Nicolas Sarkozy lors d\'un discours à Paris, le 20 novembre 2016
Nicolas Sarkozy lors d'un discours à Paris, le 20 novembre 2016 (IAN LANGSDON / POOL / AFP)

L'ancien président de la République évoque "un choix de responsabilité qui ne vaut en aucun cas un soutien à son projet", sur Facebook.

"Je voterai donc au second tour de l'élection présidentielle pour Emmanuel Macron." Nicolas Sarkozy a pris position, mercredi 26 avril, dans un post publié sur Facebook, en faveur du candidat d'En marche !. "C’est un choix de responsabilité qui ne vaut en aucun cas un soutien à son projet", a-t-il toutefois précisé. L'ancien président de la République estime en effet que "l'élection de Marine Le Pen et la mise en œuvre de son projet entraîneraient des conséquences très graves pour notre pays et pour les Français".

"Un séisme politique" au premier tour

"La qualification de la candidate du Front national" et "l’élimination du candidat de la droite républicaine et du centre" représentent un "séisme politique", poursuit Nicolas Sarkozy, qui se projette déjà sur les législatives de juin. En vue de ces élections, il appelle "tous les responsables de la droite et du centre au rassemblement". A titre personnel, Nicolas Sarkozy a indiqué qu'il "n'avait pas l'intention de revenir sur son choix" de retrait de la vie politique.

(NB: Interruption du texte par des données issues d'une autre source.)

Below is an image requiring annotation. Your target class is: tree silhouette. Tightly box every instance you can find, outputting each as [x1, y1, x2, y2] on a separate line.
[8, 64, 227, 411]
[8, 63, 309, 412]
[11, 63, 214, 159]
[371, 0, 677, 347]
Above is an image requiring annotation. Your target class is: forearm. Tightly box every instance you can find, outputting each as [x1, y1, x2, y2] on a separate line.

Les Français auront à nouveau la possibilité de faire le choix d'une alternance véritable en portant leurs suffrages sur les candidats investis par la droite et le centre.Nicolas Sarkozysur Facebook

Au lendemain de la défaite de François Fillon, les principaux responsables des Républicains ont laissé éclater leurs divergences sur la stratégie à adopter au second tour, lundi, lors d'un comité politique à Paris. Ils ont finalement opté pour un compromis excluant l'abstention face au FN au second tour de la présidentielle et appelant à "voter contre Marine Le Pen". Ancien finaliste malheureux de la primaire de la droite, Alain Juppé, qui a réuni ses proches mardi soir à Paris, a critiqué les "finasseries" de la position de son parti.